From prototype to cloud: Boom Supersonic and the Power of 3D Printing

Boom Supersonic is reshaping the future of air travel layer by layer. Using 3D printing, it is accelerating supersonic aircraft development, reducing costs and enabling designers to test and produce complex parts and tooling faster than ever before. Read how modern technology is turning dreams of supersonic travel into reality.
Colorado-based Boom Supersonic was founded with a bold vision: to return supersonic flight to commercial transportation in a way that is sustainable and economically viable. Their plane, the Overture, is set to be the world's fastest transport aircraft, cutting long-haul flight times by up to half, with a zero carbon footprint.
To prove it, the company is developing a one-in-three scale XB-1 demonstration aircraft on which it is testing key technologies for safe flight.
However, the path to this goal is not easy. Boom Supersonic has to deal with high costs, complex prototyping and the need to react quickly to design changes. This is where 3D printing comes in.
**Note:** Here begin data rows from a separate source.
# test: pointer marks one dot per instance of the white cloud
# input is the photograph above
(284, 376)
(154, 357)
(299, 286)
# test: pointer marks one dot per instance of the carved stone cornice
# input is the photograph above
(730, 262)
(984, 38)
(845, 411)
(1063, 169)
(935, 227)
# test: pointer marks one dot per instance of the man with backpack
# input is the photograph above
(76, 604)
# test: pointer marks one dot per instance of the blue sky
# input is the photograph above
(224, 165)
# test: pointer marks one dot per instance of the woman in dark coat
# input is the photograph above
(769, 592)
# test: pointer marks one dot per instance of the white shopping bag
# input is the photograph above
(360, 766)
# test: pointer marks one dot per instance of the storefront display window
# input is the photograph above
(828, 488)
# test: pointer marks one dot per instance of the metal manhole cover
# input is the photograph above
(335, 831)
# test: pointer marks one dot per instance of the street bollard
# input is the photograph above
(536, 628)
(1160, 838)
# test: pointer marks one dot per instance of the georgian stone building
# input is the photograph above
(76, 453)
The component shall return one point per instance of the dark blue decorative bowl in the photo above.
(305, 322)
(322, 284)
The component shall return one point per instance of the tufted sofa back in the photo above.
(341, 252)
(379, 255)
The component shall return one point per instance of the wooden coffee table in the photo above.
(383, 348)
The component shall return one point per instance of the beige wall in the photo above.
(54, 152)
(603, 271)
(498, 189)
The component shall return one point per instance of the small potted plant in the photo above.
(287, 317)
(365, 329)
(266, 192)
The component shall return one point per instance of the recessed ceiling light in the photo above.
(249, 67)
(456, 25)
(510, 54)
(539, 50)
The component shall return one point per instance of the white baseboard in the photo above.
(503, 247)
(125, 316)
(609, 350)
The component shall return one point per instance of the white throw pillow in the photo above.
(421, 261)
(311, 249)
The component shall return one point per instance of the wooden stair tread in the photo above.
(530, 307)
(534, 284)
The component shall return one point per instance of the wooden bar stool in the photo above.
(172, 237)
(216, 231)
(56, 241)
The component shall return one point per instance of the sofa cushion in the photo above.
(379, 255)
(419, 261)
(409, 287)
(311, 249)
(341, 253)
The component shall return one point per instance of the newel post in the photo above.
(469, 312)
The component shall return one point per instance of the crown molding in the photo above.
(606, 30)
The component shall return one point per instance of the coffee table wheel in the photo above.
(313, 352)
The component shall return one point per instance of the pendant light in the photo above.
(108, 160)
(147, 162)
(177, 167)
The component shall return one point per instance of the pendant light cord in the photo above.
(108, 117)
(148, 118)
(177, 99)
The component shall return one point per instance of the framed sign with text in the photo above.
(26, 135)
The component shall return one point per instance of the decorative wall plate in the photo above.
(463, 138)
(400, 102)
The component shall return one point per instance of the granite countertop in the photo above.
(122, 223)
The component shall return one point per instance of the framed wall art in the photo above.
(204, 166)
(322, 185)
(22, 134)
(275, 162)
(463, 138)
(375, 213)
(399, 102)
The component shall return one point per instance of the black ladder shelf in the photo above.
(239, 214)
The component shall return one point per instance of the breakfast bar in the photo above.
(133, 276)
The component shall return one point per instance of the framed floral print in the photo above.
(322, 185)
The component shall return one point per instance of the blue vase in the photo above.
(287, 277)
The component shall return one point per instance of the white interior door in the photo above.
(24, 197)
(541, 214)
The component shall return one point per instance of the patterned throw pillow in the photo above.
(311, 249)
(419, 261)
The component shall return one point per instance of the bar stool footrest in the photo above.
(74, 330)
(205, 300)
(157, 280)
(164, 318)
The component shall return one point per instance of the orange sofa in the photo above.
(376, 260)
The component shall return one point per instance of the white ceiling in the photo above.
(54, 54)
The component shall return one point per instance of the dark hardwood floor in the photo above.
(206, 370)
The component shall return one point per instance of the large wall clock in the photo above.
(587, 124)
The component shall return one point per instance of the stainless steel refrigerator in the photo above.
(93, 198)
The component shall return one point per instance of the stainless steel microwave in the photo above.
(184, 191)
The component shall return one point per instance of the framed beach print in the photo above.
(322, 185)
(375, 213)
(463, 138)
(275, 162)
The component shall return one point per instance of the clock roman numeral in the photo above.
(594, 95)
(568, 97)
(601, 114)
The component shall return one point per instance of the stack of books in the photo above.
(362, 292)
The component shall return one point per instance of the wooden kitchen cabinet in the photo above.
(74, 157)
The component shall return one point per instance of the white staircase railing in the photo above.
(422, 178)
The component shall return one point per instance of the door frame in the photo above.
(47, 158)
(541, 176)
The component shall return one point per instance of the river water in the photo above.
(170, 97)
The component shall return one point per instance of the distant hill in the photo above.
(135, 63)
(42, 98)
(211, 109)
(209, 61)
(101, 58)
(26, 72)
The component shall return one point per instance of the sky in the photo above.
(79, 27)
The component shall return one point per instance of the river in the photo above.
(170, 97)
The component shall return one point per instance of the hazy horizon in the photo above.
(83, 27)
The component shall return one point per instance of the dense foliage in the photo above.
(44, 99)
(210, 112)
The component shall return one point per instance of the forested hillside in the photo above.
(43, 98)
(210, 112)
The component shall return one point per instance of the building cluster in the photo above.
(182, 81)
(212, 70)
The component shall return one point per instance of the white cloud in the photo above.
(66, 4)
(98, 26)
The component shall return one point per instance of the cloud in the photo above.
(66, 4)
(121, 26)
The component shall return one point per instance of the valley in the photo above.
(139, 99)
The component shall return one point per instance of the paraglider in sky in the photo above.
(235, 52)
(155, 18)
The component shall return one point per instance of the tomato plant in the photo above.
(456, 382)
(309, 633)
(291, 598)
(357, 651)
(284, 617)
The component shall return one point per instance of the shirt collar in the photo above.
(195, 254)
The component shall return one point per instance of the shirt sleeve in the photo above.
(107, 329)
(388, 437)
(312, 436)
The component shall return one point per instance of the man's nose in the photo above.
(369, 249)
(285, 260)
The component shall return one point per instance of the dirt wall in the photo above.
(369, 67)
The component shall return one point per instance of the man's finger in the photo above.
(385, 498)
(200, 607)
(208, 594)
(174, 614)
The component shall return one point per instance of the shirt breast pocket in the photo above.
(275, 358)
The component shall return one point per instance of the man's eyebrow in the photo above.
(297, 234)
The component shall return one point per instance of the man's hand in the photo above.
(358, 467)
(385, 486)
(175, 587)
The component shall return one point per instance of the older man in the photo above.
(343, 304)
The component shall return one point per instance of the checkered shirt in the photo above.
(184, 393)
Speed and flexibility through additive technologies
It was clear from the start that 3D printing would be key for Boom Supersonic. With Stratasys 3D printers, experts could quickly produce prototypes, functional parts and tools. This not only saved the company hundreds of hours of time, but also gave them the ability to immediately validate the design in practice. Designers don't have to spend hours verifying in CAD, but can print and test parts straight away, speeding up development and giving designers greater design freedom.
Dozens of drilled holes
When manufacturing the XB-1, a huge number of holes need to be drilled for fasteners, which, due to the precise placement of each one, is extremely time consuming. Conventional metal drilling jigs would be very costly and delay production with long lead times. Multi-hole drilling templates printed from rigid thermoplastics, which allow dozens of holes to be drilled at once, provided the solution.
These not only delivered a 92% cost saving per drilling template compared to machining, but also reduced lead times by an average of one week. The company now has more than 700 units.
Small step for 3D printing, big leap for XB-1
Another challenge the company faced was producing a working prototype of the rudder limiter, a key element for the stability of the aircraft. Engineers needed it to test kinematics and proper function. Instead of machining it, which would have taken eight weeks and cost $12,000, Boom Supersonic printed a working prototype out of ASA thermoplastic in just 44 hours and $150.
Similarly, 3D printing also proved useful for a flight control test fixture on which engineers could test horizontal tail surfaces. Additive technologies helped reduce production from 9 weeks to 36 hours using ULTEM™ 9085 resin at a 91% cost savings.
Back pressure testing of the J85 engines was also necessary. This required fabricating the pipe from a durable material that would traditionally have been machined from aluminum blanks and took 7 weeks. Using ULTEM™ 1010 resin 3D printing, the process was reduced to 14 hours.
With this, Boom Supersonic proves that 3D printing is the key to faster and cheaper production even for complex and critical projects. This technology not only helps to shorten lead times, but also to reduce costs and respond flexibly to changes.
The future of supersonic flying
Through a combination of innovation, boldness and advanced technology, Boom Supersonic has the chance to change the face of the current aviation industry. And it's doing so with seemingly 'small' things like 3D printed templates, prototypes and jigs that actually unlock the path to new possibilities.
If the company can turn Overture into a reality, we may be able to fly at supersonic speeds more often than ever before in the near future.